Representation learning aims to extract meaningful lower-dimensional embeddings from data, known as representations. Despite its widespread application, there is no established definition of a ``good'' representation. Typically, the representation quality is evaluated based on its performance in downstream tasks such as clustering, de-noising, etc. However, this task-specific approach has a limitation where a representation that performs well for one task may not necessarily be effective for another. This highlights the need for a more agnostic formulation, which is the focus of our work. We propose a downstream-agnostic formulation: when inherent clusters exist in the data, the representations should be specific to each cluster. Under this idea, we develop a meta-algorithm that jointly learns cluster-specific representations and cluster assignments. As our approach is easy to integrate with any representation learning framework, we demonstrate its effectiveness in various setups, including Autoencoders, Variational Autoencoders, Contrastive learning models, and Restricted Boltzmann Machines. We qualitatively compare our cluster-specific embeddings to standard embeddings and downstream tasks such as de-noising and clustering. While our method slightly increases runtime and parameters compared to the standard model, the experiments clearly show that it extracts the inherent cluster structures in the data, resulting in improved performance in relevant applications.

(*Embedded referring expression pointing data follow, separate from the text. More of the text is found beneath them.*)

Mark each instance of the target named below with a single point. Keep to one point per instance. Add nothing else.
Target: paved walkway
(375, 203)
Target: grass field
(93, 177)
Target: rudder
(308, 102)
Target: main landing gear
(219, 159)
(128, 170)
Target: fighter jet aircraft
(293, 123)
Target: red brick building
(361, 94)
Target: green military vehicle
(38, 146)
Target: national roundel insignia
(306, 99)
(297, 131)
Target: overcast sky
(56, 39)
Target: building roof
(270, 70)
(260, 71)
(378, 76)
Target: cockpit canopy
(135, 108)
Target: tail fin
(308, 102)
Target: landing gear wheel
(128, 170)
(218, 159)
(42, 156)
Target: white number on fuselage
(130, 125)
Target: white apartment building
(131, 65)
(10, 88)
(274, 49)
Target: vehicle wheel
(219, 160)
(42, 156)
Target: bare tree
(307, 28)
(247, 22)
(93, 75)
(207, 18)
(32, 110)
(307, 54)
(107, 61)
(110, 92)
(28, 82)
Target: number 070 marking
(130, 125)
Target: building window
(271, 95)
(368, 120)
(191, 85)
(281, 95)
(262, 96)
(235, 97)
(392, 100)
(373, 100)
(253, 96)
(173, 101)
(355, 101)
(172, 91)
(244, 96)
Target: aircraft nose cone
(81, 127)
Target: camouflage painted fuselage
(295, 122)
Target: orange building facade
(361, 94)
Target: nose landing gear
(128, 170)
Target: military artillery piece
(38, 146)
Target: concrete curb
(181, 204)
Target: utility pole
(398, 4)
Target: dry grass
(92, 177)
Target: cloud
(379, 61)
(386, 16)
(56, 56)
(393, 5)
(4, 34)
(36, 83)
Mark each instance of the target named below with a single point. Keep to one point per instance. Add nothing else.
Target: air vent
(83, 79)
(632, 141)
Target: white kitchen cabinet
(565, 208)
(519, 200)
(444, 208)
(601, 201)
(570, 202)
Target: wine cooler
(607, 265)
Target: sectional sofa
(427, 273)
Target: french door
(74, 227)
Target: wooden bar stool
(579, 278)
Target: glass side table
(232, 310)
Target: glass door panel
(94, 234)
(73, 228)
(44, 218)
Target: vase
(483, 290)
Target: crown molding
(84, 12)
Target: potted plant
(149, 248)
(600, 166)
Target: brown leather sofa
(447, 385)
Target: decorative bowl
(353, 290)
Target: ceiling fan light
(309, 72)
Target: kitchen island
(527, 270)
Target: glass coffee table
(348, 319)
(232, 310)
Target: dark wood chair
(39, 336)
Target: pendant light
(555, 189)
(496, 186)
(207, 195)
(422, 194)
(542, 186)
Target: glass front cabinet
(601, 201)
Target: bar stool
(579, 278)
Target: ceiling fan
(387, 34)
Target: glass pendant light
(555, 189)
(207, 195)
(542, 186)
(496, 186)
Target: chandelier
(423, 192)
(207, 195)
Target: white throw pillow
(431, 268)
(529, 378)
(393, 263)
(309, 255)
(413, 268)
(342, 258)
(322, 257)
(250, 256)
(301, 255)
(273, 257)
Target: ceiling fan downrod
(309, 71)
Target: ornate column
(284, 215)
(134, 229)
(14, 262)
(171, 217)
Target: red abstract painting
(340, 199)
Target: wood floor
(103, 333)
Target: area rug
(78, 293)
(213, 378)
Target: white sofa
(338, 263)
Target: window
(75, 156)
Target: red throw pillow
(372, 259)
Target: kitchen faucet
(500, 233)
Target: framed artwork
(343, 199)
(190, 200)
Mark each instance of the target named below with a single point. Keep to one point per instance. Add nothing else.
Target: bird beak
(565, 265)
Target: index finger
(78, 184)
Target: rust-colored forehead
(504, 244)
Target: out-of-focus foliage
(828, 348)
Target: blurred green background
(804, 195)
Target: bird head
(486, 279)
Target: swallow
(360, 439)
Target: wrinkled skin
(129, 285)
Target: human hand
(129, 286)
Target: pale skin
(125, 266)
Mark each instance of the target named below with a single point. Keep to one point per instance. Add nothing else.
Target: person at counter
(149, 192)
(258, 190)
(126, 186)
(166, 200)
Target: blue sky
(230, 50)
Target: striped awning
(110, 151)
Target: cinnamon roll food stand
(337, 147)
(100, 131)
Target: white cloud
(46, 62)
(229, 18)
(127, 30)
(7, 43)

翻译：表示学习旨在从数据中提取有意义的低维嵌入，称为表示。尽管其应用广泛，但尚未建立关于“良好”表示的明确定义。通常，表示质量基于其在聚类、去噪等下游任务中的性能进行评估。然而，这种任务特定方法存在局限性：对某一任务表现良好的表示，未必适用于其他任务。这凸显了对一种更不可知论（agnostic）的表述的需求，这正是本工作的核心。我们提出一种下游任务不可知的表述：当数据中存在固有聚类时，表示应针对每个聚类具有特异性。基于这一思想，我们开发了一种元算法，能够联合学习聚类特定表示和聚类分配。由于我们的方法易于与任何表示学习框架集成，我们在多种设置中验证了其有效性，包括自编码器、变分自编码器、对比学习模型和受限玻尔兹曼机。我们定性地比较了聚类特定嵌入与标准嵌入，以及在下游任务（如去噪和聚类）中的表现。尽管与标准模型相比，我们的方法略微增加了运行时间和参数数量，但实验清楚地表明，它能够提取数据中的固有聚类结构，从而在相关应用中提升性能。